Job Interview Theory – What if this Belko Experiment is actually a job interview experiment wherein Belko is crafting and honing a certain type of employee? This isn’t without precedent. I mean, look at the movie The Exam. That is EXACTLY what happened in that movie. (Just go watch it too. Shoot.) It is one big interview process. Right? What if? Hrm.
The Water Theory – It’s in the water.
“Wait, what was this last theory?” “Huh what?” “The ‘water theory'” “Exactly.”
Alien Invasion Experiment – When the two guys with the welder’s torches go at the metal on the windows, and they realize that the metal isn’t even conductive, like at all, I had an idea. What if this wasn’t an experiment run by humans? What if it was the beginnings of an alien invasion that are testing our capabilities, our morals. Our limitations. Etc? What if? On this site we have discussed a number of movies that derive from this theory. The Signal being the most obvious example. The Cube being another take on the vantage. Oh, and Dark City being another. (Look, if you haven’t seen these movies – and they are old – you can’t blame me for talking about them, dangit.

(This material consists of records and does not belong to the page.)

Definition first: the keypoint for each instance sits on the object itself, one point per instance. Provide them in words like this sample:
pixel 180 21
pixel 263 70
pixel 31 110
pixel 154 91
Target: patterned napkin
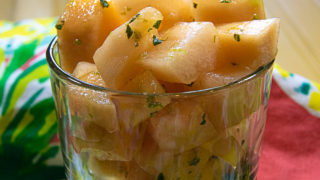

Watch more movies! Hang out here more often! I’m always talking about crazy new movies. You won’t lag so far behind! hahahaha.)
I don’t know, what are your thoughts? I liked Belko. And yet, it wasn’t as deep a thinker person’s movie as I would normally prefer. It definitely seemed a bit gratuitous. But they didn’t take it places they could have gone with some of the darkness out there. Right? There was no real racism or sexism or rape happening. Which, was this movie’s saving grace. I definitely would have bounced out if it even hinted that direction.